W PE burzliwa debata o aborcji w Polsce. "Zamach na prawa kobiet"
"Sytuacja w Polsce, jeśli chodzi o prawa reprodukcyjne, nie poprawiła się" - oświadczyła podczas debaty unijna komisarz ds. równości Helena Dalli. Podkreśliła, że UE nie ma kompetencji w sprawie prawa aborcyjnego. "Wykorzystując swoje kompetencje, kraje członkowskie muszą przestrzegać praw podstawowych. Zdrowie fizycznie, seksualne i reprodukcyjne jest bardzo ważne, nie tylko dla kobiet i dziewcząt, ale też mężczyzn i chłopców, i to wychodzi daleko poza aborcję" - dodała.
Europosłanka PiS Jadwiga Wiśniewska oświadczyła, że debata w PE ma na celu podsycanie sporu politycznego w Polsce. "Po raz kolejny Parlament Europejski, który tak często nawołuje do przestrzegania praworządności, de facto tę praworządność łamie. Dlatego, że kwestie związane z ochroną życia są kompetencją państw członkowskich. Państwo chcecie koniecznie podsycać spór polityczny w Polsce. Chcecie, by kobiety wychodziły na ulice w czasach pandemii. Jesteście zaniepokojeni tym, że te spory w Polsce wygasają" - oznajmiła polska polityk.
Eurodeputowana Elżbieta Łukacijewska (PO), przemawiająca w imieniu największej grupy w PE - Europejskiej Partii Ludowej, przekonywała, że nikt nie ma prawa być sumieniem polskich kobiet i żadna kobieta nie będzie zachodziła w ciążę, bo tak chcieliby politycy.

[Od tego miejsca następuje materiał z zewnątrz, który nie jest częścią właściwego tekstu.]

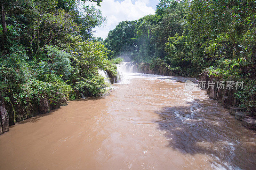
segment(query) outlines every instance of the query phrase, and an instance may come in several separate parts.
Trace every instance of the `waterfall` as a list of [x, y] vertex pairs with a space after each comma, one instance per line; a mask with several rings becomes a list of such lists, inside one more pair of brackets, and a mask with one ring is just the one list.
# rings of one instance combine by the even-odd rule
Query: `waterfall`
[[111, 84], [111, 82], [110, 81], [109, 76], [106, 71], [102, 70], [99, 69], [98, 70], [98, 73], [100, 75], [104, 78], [105, 81], [107, 83], [109, 84]]
[[127, 74], [128, 73], [134, 72], [134, 64], [132, 63], [125, 62], [120, 64], [113, 64], [116, 66], [117, 83], [119, 84], [126, 84], [128, 83]]

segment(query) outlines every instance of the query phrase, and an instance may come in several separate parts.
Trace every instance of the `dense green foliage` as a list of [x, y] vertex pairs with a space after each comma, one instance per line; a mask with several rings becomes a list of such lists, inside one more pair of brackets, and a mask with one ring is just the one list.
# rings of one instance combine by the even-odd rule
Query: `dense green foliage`
[[155, 14], [120, 23], [104, 43], [112, 57], [150, 63], [151, 69], [166, 64], [178, 75], [208, 70], [244, 80], [237, 98], [255, 112], [256, 12], [255, 0], [160, 0]]
[[[102, 0], [83, 1], [88, 1], [99, 5]], [[107, 50], [92, 37], [92, 29], [105, 21], [100, 11], [78, 6], [76, 0], [1, 3], [7, 32], [1, 25], [0, 95], [7, 103], [26, 106], [45, 96], [75, 100], [77, 92], [106, 92], [108, 85], [97, 70], [108, 64]]]

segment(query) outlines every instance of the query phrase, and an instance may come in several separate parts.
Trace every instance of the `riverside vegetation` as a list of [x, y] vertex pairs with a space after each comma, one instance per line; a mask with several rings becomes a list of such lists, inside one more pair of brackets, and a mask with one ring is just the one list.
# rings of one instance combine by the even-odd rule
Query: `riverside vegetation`
[[255, 115], [256, 1], [160, 1], [155, 14], [109, 32], [104, 41], [109, 57], [148, 63], [139, 64], [144, 72], [162, 68], [162, 75], [198, 77], [205, 71], [222, 81], [243, 81], [235, 93], [237, 106]]
[[104, 41], [93, 29], [106, 18], [86, 4], [102, 1], [0, 0], [1, 103], [12, 123], [33, 116], [40, 101], [53, 108], [63, 98], [105, 92], [109, 85], [97, 70], [116, 76], [117, 57], [178, 76], [207, 71], [244, 81], [236, 97], [255, 114], [255, 0], [161, 0], [155, 14], [120, 23]]
[[97, 70], [115, 75], [111, 62], [118, 61], [108, 61], [102, 39], [92, 37], [106, 18], [89, 1], [102, 0], [1, 0], [0, 96], [10, 125], [79, 93], [106, 92], [109, 85]]

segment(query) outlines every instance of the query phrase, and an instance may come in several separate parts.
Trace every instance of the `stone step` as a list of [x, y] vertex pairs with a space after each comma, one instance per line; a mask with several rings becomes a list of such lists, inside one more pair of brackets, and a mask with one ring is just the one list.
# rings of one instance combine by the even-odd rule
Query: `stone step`
[[237, 112], [235, 114], [235, 117], [238, 120], [241, 121], [245, 117], [246, 115], [242, 112]]
[[256, 129], [256, 119], [245, 118], [242, 120], [242, 125], [249, 129]]
[[233, 107], [230, 108], [229, 110], [229, 114], [233, 115], [235, 115], [236, 112], [243, 112], [244, 109], [240, 107]]

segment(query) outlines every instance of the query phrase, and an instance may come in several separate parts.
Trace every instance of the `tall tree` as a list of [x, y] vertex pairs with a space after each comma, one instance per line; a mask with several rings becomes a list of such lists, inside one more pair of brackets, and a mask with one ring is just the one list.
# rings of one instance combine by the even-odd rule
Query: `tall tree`
[[2, 20], [2, 27], [3, 27], [3, 31], [4, 33], [7, 33], [7, 28], [6, 26], [5, 22], [5, 15], [4, 11], [4, 0], [0, 0], [0, 6], [1, 9], [1, 19]]

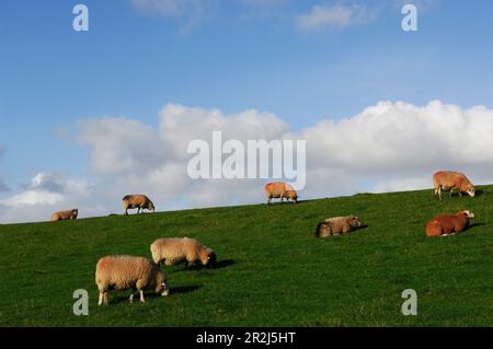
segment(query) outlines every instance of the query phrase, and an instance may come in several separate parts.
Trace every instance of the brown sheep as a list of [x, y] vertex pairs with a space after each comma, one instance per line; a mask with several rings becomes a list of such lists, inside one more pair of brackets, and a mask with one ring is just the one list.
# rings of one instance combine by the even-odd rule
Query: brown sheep
[[460, 233], [469, 226], [469, 219], [472, 218], [474, 213], [471, 211], [437, 216], [426, 224], [426, 236], [448, 236]]
[[288, 201], [291, 199], [295, 203], [298, 202], [298, 194], [296, 190], [284, 190], [283, 194], [280, 194], [280, 202], [283, 202], [284, 198]]
[[134, 301], [134, 290], [140, 292], [140, 302], [145, 302], [145, 290], [160, 293], [163, 296], [170, 293], [165, 275], [158, 265], [144, 257], [102, 257], [96, 265], [95, 282], [100, 291], [98, 305], [108, 304], [108, 291], [112, 289], [131, 289], [130, 303]]
[[68, 211], [59, 211], [51, 214], [51, 221], [67, 221], [77, 219], [79, 209], [72, 209]]
[[125, 216], [128, 216], [128, 209], [137, 209], [137, 214], [140, 212], [140, 209], [148, 209], [149, 211], [154, 212], [154, 205], [149, 198], [142, 194], [134, 194], [126, 195], [123, 198], [123, 206], [125, 210]]
[[150, 251], [158, 265], [164, 263], [167, 266], [174, 266], [184, 261], [187, 268], [188, 264], [210, 266], [216, 263], [213, 249], [190, 237], [158, 239], [150, 245]]
[[362, 221], [356, 216], [328, 218], [317, 225], [317, 237], [328, 237], [348, 233], [362, 226]]
[[435, 188], [435, 197], [442, 199], [442, 190], [450, 190], [450, 196], [452, 196], [454, 189], [462, 193], [467, 193], [469, 196], [474, 197], [475, 190], [472, 183], [466, 177], [463, 173], [452, 172], [452, 171], [438, 171], [433, 175], [433, 187]]
[[265, 196], [267, 197], [267, 205], [272, 203], [273, 198], [280, 198], [280, 201], [283, 201], [284, 198], [287, 198], [288, 200], [291, 199], [293, 201], [295, 201], [295, 203], [298, 202], [298, 194], [296, 193], [295, 188], [293, 188], [293, 186], [287, 183], [267, 183], [264, 186], [264, 189]]

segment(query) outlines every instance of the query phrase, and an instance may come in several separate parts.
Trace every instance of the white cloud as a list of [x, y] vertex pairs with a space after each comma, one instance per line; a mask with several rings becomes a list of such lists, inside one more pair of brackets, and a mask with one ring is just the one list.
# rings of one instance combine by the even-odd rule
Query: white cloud
[[[67, 175], [38, 173], [23, 190], [0, 200], [0, 222], [48, 220], [53, 212], [84, 205], [85, 217], [103, 214], [88, 201], [91, 186]], [[90, 214], [88, 214], [90, 213]]]
[[139, 12], [174, 19], [181, 22], [181, 32], [187, 33], [209, 15], [210, 0], [130, 0]]
[[401, 9], [403, 5], [410, 3], [414, 4], [420, 12], [427, 12], [438, 5], [440, 0], [394, 0], [397, 8]]
[[326, 27], [345, 28], [351, 25], [367, 24], [376, 19], [376, 13], [365, 5], [353, 4], [325, 7], [316, 4], [309, 13], [296, 16], [296, 25], [303, 31]]
[[249, 7], [268, 9], [286, 4], [290, 0], [237, 0], [237, 1]]
[[[131, 193], [148, 194], [160, 211], [264, 202], [266, 179], [187, 176], [188, 142], [210, 141], [216, 130], [222, 131], [223, 141], [305, 139], [307, 186], [301, 199], [431, 188], [437, 170], [463, 171], [473, 183], [493, 183], [493, 110], [483, 106], [380, 102], [349, 118], [323, 119], [293, 132], [272, 113], [225, 115], [169, 104], [160, 112], [159, 127], [122, 117], [80, 124], [98, 181], [89, 185], [38, 174], [24, 191], [0, 201], [0, 221], [27, 220], [19, 210], [23, 207], [30, 207], [28, 219], [35, 220], [72, 206], [79, 206], [81, 217], [119, 213], [123, 196]], [[21, 214], [5, 213], [7, 205]]]

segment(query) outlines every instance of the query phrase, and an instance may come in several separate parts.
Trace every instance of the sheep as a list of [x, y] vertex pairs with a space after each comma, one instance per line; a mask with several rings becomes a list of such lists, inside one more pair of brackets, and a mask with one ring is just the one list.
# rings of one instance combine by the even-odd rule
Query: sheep
[[456, 214], [437, 216], [426, 224], [426, 236], [448, 236], [465, 231], [469, 220], [474, 218], [471, 211], [459, 211]]
[[328, 237], [348, 233], [362, 226], [362, 221], [356, 216], [328, 218], [317, 225], [317, 237]]
[[77, 219], [79, 209], [72, 209], [68, 211], [58, 211], [51, 214], [51, 221], [67, 221]]
[[475, 190], [472, 183], [466, 177], [463, 173], [452, 171], [438, 171], [433, 175], [433, 186], [435, 188], [435, 197], [438, 194], [442, 199], [442, 190], [450, 190], [450, 197], [454, 189], [459, 191], [459, 196], [462, 193], [467, 193], [469, 196], [474, 197]]
[[289, 199], [291, 199], [295, 203], [298, 202], [298, 194], [296, 193], [296, 190], [284, 190], [280, 194], [280, 202], [283, 202], [284, 198], [286, 198], [286, 200], [289, 201]]
[[216, 263], [213, 249], [190, 237], [158, 239], [150, 245], [150, 251], [152, 259], [158, 265], [174, 266], [184, 261], [187, 268], [188, 264], [199, 263], [203, 266], [210, 266]]
[[280, 201], [286, 197], [288, 200], [298, 202], [298, 194], [291, 185], [284, 182], [271, 182], [264, 186], [265, 196], [267, 197], [267, 205], [272, 203], [273, 198], [280, 198]]
[[170, 294], [167, 276], [159, 266], [145, 257], [134, 256], [105, 256], [96, 264], [95, 283], [100, 291], [98, 305], [108, 304], [108, 291], [128, 290], [133, 293], [128, 299], [134, 301], [134, 290], [140, 292], [140, 302], [144, 300], [144, 291], [150, 290], [165, 296]]
[[128, 209], [137, 209], [137, 214], [140, 212], [140, 209], [148, 209], [149, 211], [154, 212], [154, 205], [152, 203], [149, 198], [142, 194], [134, 194], [134, 195], [126, 195], [123, 198], [123, 207], [125, 210], [125, 216], [128, 216]]

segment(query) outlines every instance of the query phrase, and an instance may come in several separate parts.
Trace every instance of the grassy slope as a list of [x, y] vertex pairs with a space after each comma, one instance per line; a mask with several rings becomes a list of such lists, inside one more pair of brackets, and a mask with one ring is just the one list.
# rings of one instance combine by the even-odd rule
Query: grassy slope
[[[477, 198], [431, 190], [0, 225], [0, 325], [22, 326], [471, 326], [493, 318], [493, 187]], [[436, 213], [470, 209], [468, 232], [426, 239]], [[355, 213], [369, 226], [313, 236], [326, 217]], [[216, 269], [167, 268], [171, 295], [99, 307], [94, 266], [108, 254], [149, 256], [160, 236], [193, 236], [218, 254]], [[87, 289], [90, 316], [72, 315]], [[419, 316], [400, 312], [402, 290]]]

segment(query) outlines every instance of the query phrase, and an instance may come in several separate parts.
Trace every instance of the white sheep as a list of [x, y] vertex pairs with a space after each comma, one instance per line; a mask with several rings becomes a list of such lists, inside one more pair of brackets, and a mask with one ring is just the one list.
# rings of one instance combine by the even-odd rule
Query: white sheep
[[161, 295], [170, 293], [165, 275], [159, 266], [144, 257], [133, 256], [105, 256], [96, 264], [95, 282], [100, 291], [98, 305], [108, 304], [108, 291], [133, 290], [129, 298], [134, 301], [134, 290], [140, 292], [140, 302], [144, 300], [144, 291], [150, 290]]

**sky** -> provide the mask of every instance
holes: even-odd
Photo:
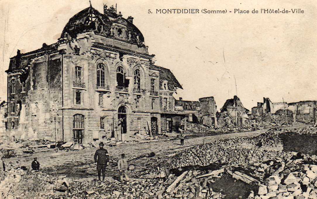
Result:
[[[250,110],[263,97],[273,102],[317,100],[317,1],[255,1],[91,0],[100,12],[103,3],[116,3],[123,17],[134,17],[155,64],[170,69],[182,85],[176,99],[213,96],[219,109],[237,94]],[[0,2],[1,99],[6,100],[4,71],[17,50],[26,53],[56,42],[69,19],[89,5],[88,0]],[[300,8],[304,13],[234,13],[235,9],[261,8]],[[155,13],[164,9],[227,12]]]

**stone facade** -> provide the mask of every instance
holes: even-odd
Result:
[[[8,133],[81,143],[166,130],[181,86],[152,64],[133,17],[104,13],[85,9],[56,43],[11,58]]]

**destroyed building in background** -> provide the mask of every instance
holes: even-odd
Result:
[[[272,103],[268,98],[263,98],[263,102],[258,102],[257,106],[252,108],[254,116],[271,116],[274,119],[279,116],[284,118],[287,116],[288,123],[299,122],[314,123],[316,121],[316,101],[301,101],[288,103],[286,102]],[[286,122],[286,121],[285,121]]]
[[[249,111],[244,108],[236,96],[227,100],[220,113],[217,113],[218,123],[220,126],[243,126]]]
[[[6,133],[81,143],[171,131],[173,95],[182,88],[154,56],[133,17],[91,6],[57,43],[10,58]]]
[[[175,110],[180,114],[184,114],[182,117],[185,121],[201,123],[217,127],[217,106],[213,97],[200,98],[199,101],[188,101],[175,99]],[[181,118],[180,118],[181,119]],[[181,124],[184,124],[182,121]]]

"Nikt nie przypuszczał, że kolejny raz będziemy mówili na forum PE o polskich kobietach. Łudziliśmy się, że wyrok Trybunału Konstytucyjnego nie zostanie opublikowany, nikt nie będzie zmuszał kobiet do heroizmu i nie odbierze im i tak bardzo ograniczonych możliwości wyboru. Dlatego chcemy wyraźnie podkreślić: to rząd PiS zdecydował o dzisiejszej debacie" - zaznaczyła Łukacijewska.
❌ Banning abortion will not stop abortions. It will only push more women to risk their health and lives to undergo unsafe abortions.
— S&D Group (@TheProgressives) February 9, 2021
Polish women, you are not alone! All over Europe, we stand by your side and we won't stop until your rights are respected. @IratxeGarper ⚡️ pic.twitter.com/cOZ1sCeSZ1
Przedstawicielki lewicowych frakcji dopatrywały się w wyroku TK decyzji politycznej. "Decyzja ta została podjęta przez osoby nieuprawnione do orzekania, zasiadające w Trybunale Konstytucyjnym zależnym od partii rządzącej. To nie orzeczenie, ale polityczny zamach na fundamentalne prawo kobiet do decydowania o sobie" - oceniła europosłanka Sylwia Spurek, przemawiająca w imieniu Zielonych.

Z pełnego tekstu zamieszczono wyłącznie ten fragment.